On the list of plants that not only tolerate but actually prefer a little neglect, Lithops certainly feature in the top spot. These strange succulents are famous for their interesting shapes that awarded them the name Living Stone Plants. They also resemble hooves, or maybe tiny brains, depending on which variety you are dealing with.
Many gardeners find these plants confusing or difficult to care for, largely because their care is so different from other succulent plants. But once you understand their environment and needs, these little plants will become one of the lowest-maintenance (and strangest looking) plants in your succulent garden.
In their natural environments – the open grasslands or rocky areas of southern Africa – lithops get plenty of direct sun throughout the day. Like other succulents, these conditions need to be replicated to ensure healthy growth. Under low light conditions, like those indoors, the compact leaves will stretch towards the nearest light source, known as etiolation. The leaves will also become dull and discoloured. To preserve the shape and colour, ensure your lithops gets at least 6 hours of direct sunlight per day.
Lithops are one of the most drought-friendly plants you can buy. In their native habitats, they are used to receiving little to no water for several months due to lack of rainfall. They are able to survive this way because their impressive leaves store enough water to keep the plant alive.
To mimic these drought-like conditions, your lithops will need tiny amounts of water every couple of weeks, and only during the growing seasons of spring and autumn. In summer and winter, the plants go dormant and don’t need to be watered at all (unless the leaves start to wrinkle, indicating the leaf reservoir is running out of water). A teaspoon of water applied every two weeks is all you need to keep the leaves plump and happy.

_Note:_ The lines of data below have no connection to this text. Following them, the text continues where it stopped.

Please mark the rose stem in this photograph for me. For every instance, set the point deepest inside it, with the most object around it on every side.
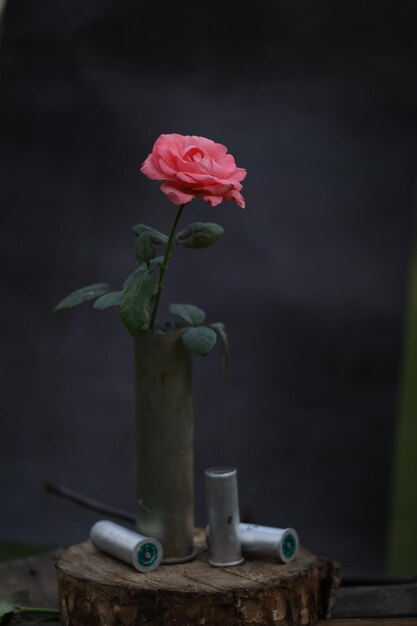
(164, 264)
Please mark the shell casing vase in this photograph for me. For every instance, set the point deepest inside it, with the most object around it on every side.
(164, 442)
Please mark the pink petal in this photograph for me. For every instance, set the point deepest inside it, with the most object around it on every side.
(175, 195)
(213, 200)
(166, 169)
(148, 168)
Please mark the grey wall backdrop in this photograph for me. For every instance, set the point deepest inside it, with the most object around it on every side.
(318, 102)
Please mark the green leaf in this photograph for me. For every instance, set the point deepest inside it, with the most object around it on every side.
(157, 237)
(188, 312)
(136, 301)
(82, 295)
(144, 248)
(107, 300)
(199, 339)
(156, 262)
(199, 235)
(221, 329)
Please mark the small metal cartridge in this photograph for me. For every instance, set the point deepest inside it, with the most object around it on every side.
(223, 517)
(269, 543)
(144, 553)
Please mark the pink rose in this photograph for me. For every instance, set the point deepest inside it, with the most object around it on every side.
(192, 167)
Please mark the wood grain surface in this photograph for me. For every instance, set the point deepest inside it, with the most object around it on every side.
(99, 590)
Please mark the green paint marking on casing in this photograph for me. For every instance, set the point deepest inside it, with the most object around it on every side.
(147, 554)
(289, 546)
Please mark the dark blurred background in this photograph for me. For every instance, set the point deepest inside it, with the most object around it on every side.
(318, 101)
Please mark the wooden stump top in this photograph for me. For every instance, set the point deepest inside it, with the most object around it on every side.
(96, 589)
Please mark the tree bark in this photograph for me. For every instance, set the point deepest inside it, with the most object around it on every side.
(98, 590)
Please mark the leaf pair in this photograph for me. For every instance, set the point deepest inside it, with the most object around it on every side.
(197, 338)
(136, 301)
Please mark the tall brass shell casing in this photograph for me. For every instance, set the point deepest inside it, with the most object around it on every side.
(165, 442)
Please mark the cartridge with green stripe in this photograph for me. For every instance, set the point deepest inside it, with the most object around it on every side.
(144, 553)
(265, 542)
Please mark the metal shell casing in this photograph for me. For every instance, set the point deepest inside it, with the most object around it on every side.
(144, 553)
(223, 517)
(265, 542)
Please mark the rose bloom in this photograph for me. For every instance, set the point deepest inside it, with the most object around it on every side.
(192, 167)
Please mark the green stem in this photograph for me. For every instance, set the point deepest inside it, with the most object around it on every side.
(164, 265)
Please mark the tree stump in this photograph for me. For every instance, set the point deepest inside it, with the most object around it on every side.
(97, 590)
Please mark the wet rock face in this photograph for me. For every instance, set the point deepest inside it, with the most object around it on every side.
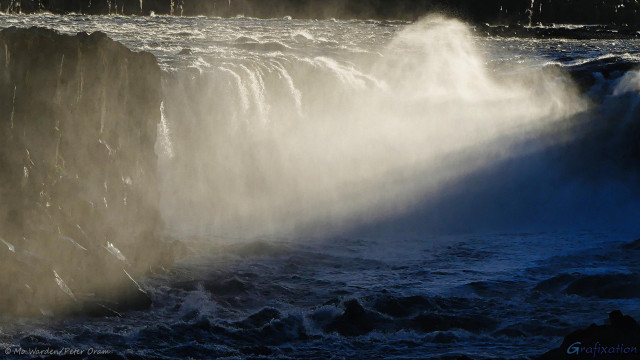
(78, 198)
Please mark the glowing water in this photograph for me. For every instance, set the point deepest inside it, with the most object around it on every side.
(284, 141)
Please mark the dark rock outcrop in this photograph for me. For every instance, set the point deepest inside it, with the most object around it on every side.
(78, 194)
(620, 340)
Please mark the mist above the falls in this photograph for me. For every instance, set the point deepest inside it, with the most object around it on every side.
(297, 143)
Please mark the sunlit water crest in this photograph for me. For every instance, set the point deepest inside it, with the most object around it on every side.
(307, 163)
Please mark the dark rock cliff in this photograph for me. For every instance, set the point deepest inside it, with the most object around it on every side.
(78, 194)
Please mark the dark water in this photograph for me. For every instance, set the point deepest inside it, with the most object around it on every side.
(443, 270)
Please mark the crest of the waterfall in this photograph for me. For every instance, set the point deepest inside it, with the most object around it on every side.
(285, 141)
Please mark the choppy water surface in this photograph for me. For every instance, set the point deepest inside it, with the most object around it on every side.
(380, 284)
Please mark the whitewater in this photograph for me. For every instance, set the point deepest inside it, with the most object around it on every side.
(368, 189)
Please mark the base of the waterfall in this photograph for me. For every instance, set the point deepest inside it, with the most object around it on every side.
(476, 296)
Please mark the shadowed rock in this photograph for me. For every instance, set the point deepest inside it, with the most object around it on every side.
(78, 198)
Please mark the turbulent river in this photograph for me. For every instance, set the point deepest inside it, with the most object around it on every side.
(365, 189)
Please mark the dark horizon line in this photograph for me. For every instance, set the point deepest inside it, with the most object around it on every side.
(495, 12)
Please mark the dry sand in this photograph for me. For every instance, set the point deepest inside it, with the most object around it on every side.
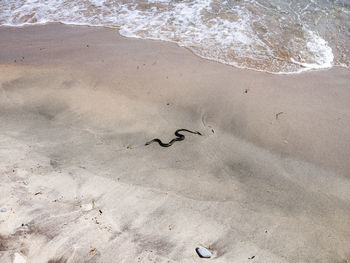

Lithops live in sandy, rocky soil with little nutrients – what we gardeners would consider poor quality soil. The soil should be incredibly well-draining and gritty. The less water it holds, the better. Use a cactus potting mix or create your own soil mix using a combination of potting mix, pool sand, gravel, and perlite.
Like true South Africans, lithops cannot stand the cold. When left outdoors in temperatures lower than 10 degrees for extended periods of time, the leaves will begin to die off. If they face any frost, the cell walls of the plant leaves rupture, causing any exposed sections to rot. It is incredibly difficult to save a lithops damaged by the cold, so it’s best to avoid this problem and bring them inside if cold weather is forecast.
Lithops Quick Facts:
- Lithops will flower after 3 to 5 years, once per season. These flowers produce seed pods that explode outwards when exposed to moisture, spreading new seeds around the plant.
- Don’t be alarmed if your leaves appear to be splitting – new leaf pairs emerge from the centre of the plant, drawing moisture from the previous leaf pair until they die off.
- It is best not to fertilize your lithops, as it is very easy to overfertilize and cause damage to the plant. If the plant is not flowering, you can use a heavily diluted cactus fertilizer, but do so sparingly.
- Lithops leaves are fused and directly connected to the roots. Most of the leaf is buried under the soil to protect it from predators and the sun, blending in with the surrounding rocks so well that they are often difficult to spot in the wild. The tops of the leaves are translucent to allow more light to reach the parts of the plant underground.